Mentre passeggiavo col naso all'insù, come spesso accade a chi ri-scopre una città, l'ho incontrato. Non so come, abbiamo incominciato a parlare. Ma è grazie a lui, grazie a Luciano, se ho ripreso un altro genere di diretta sull'emigrazione e sulla vita. Un'emigrazione in e verso l'Italia, il Piemonte e Cuneo. Una ricerca di una vita migliore e più degna da parte di persone ancora diverse da questi ultimi disperati in fuga da guerre e persecuzioni. Figli di tempi in cui i migranti si chiamavano ancora extracomunitari.

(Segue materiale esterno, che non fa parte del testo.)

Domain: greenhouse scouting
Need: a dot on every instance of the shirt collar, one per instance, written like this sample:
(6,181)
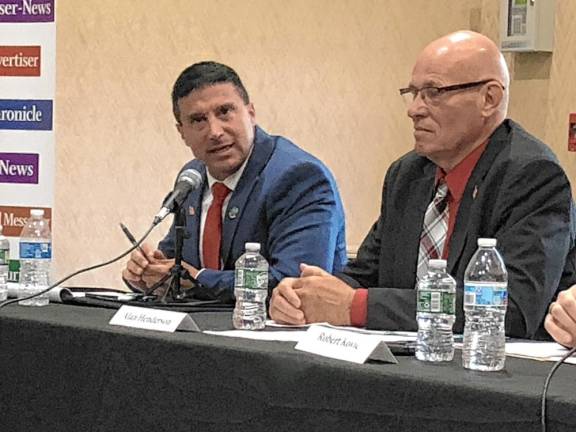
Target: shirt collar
(457,178)
(231,181)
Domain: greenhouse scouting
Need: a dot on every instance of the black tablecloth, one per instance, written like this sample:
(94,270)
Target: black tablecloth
(63,368)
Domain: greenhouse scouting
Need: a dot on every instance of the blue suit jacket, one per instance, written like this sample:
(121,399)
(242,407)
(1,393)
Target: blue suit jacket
(286,200)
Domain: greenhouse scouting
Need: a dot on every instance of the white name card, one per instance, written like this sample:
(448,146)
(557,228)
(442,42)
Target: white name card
(153,319)
(339,344)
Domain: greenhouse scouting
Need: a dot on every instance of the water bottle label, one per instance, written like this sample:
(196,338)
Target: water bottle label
(485,295)
(4,257)
(255,279)
(35,250)
(436,302)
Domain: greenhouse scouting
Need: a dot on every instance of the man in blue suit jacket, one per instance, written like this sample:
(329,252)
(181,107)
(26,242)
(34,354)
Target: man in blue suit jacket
(279,196)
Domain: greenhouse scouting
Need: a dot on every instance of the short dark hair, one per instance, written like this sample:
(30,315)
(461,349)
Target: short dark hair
(201,75)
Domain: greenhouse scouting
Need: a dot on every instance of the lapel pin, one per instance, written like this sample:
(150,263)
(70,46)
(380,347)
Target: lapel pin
(233,212)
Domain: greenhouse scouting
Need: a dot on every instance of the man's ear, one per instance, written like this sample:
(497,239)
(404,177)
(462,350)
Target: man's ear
(252,113)
(492,98)
(179,128)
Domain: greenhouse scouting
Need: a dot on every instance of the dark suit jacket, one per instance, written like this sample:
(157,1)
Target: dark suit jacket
(286,200)
(517,193)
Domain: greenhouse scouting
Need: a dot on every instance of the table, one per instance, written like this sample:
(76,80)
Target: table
(63,368)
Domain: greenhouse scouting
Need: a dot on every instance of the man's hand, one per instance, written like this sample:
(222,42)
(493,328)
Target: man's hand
(561,319)
(323,297)
(137,264)
(316,296)
(285,304)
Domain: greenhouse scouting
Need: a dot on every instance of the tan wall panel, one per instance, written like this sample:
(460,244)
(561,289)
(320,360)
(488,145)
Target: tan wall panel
(324,73)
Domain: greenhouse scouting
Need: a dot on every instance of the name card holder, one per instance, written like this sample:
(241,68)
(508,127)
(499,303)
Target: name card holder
(345,345)
(153,319)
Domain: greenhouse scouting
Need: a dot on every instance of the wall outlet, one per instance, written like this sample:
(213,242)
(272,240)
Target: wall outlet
(572,132)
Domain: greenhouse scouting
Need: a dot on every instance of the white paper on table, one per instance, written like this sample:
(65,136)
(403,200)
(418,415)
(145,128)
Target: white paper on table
(296,333)
(542,351)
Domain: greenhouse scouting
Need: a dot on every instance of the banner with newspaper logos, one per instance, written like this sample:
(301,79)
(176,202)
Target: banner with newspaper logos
(27,88)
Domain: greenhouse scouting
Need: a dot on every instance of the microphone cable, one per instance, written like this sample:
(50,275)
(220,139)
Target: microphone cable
(547,384)
(84,270)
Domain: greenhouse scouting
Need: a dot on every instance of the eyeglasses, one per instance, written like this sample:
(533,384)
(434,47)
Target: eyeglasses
(431,94)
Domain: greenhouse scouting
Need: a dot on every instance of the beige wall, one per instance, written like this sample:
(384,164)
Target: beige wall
(324,73)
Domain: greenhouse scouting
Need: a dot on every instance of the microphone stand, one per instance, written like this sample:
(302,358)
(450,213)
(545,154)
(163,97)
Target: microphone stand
(174,291)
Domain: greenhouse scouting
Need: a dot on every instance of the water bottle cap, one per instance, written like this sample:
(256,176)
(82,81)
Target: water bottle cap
(252,247)
(487,242)
(437,264)
(37,212)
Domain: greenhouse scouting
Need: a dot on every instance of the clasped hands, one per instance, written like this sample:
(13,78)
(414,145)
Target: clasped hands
(316,296)
(147,266)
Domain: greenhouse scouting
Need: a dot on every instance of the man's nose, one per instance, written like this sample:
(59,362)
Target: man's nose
(417,108)
(215,128)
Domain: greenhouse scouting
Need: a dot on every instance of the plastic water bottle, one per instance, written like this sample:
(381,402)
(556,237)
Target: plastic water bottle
(485,301)
(251,289)
(4,264)
(435,314)
(35,258)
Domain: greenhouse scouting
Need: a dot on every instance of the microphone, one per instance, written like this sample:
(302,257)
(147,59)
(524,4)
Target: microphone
(188,180)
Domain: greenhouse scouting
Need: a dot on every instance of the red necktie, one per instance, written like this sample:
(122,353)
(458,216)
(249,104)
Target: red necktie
(213,227)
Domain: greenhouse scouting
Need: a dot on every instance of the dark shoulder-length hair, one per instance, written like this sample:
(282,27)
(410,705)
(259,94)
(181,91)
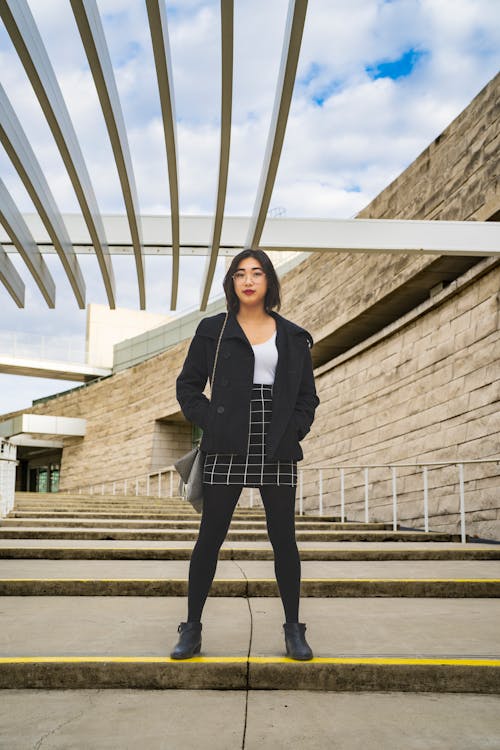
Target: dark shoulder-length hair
(273,294)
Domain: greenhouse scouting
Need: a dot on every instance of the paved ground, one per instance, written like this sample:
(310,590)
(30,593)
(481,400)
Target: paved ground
(146,626)
(258,720)
(229,569)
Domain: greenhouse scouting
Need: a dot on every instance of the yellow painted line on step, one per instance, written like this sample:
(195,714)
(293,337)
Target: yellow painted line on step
(369,660)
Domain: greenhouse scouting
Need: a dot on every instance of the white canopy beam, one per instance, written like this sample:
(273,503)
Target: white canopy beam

Cugini Polacchi, Albanesi e Rumeni. Come Luciano, 52 anni, una moglie che lavora e guadagna pochissimo e un figlio che non lo rispetta più perché un padre senza lavoro non è un modello da seguire. Un padre che ha studiato e ha anche un diploma, quello del liceo chimico. Come in molti Paesi dell'ex blocco sovietico i giovani venivano formati ed accompagnati al diploma. Non regalato, intendiamoci: non sono i figli del 6 politico!

Questi cugini, come i nostri fratelli, hanno dovuto e devono quotidianamente lottare per potersi affermare. Luciano ha lasciato un Paese che, dopo la rivoluzione che giustiziò il dittatore Ceausescu, ha fatto parecchi progressi in seno alla prospettiva capitalistica che governa il mondo, tanto da entrare - cosa una volta impensabile - nell'UE.

Così, i poveri sempre più poveri, sono espatriati alla ricerca di un futuro migliore. E sono entrati nella dinamica di sfruttamento che oramai non sfugge nemmeno al più distratto di noi. Oltre al pane che spesso difetta e alla nostalgia per un mondo che non c'è più, i nostri cugini come Luciano hanno subìto e subiscono umiliazioni quotidiane che logorano la loro dignità anche in seno alle proprie famiglie.

È spesso una guerra tra poveri (di spirito e di mezzi) quella che questo mio quasi-coetaneo mi raccontava, percorrendo corso Nizza. Cuneesi che lo accolgono e ne apprezzano la disponibilità e l'umiltà che fanno da sfondo alle competenze e allo spirito di adattamento dimostrato. E alla tanta voglia d'imparare e di integrarsi. Ma che poi si rammaricano di non poterlo tenere perché, dicono, 'ho i miei nipoti da sistemare'. E cuneesi (deliberatamente con la minuscola) che lo umiliano, lo deridono, gli danno dello 'straniero' come fosse un insulto, un sinonimo di gretto, ignorante... inferiore!

E mentre il suo viso passa dal sorriso e gli occhi che brillano, ripercorrendo gli impieghi temporanei che ne hanno riconosciuto le doti di indefesso lavoratore, ai tratti tirati, irriggiditi e allo sguardo perso nel vuoto delle cattive esperienze, pudicamente taciute a suo figlio che cerca d'integrarsi tra noi, io stacco e mi perdo nei miei pensieri.

Il dolore dell'emigrante vicino o lontano che sia, mi tocca e mi appartiene. Ora che da privilegiato mi è dato di toccare con mano per la terza volta nella mia vita questa esperienza, mi addentro in riflessioni profonde. Forse anche per sfuggire alla violenza psicologica che queste parole di un povero emigrante colto e volenteroso suscitano in me.
Mi porge un bigliettino col suo telefono Luciano, salutandomi fraternamente e sussurrandomi un 'veda se può fare qualcosa'. Insufflandomi, non so perché, un doloroso ed impietoso senso di colpa e impotenza.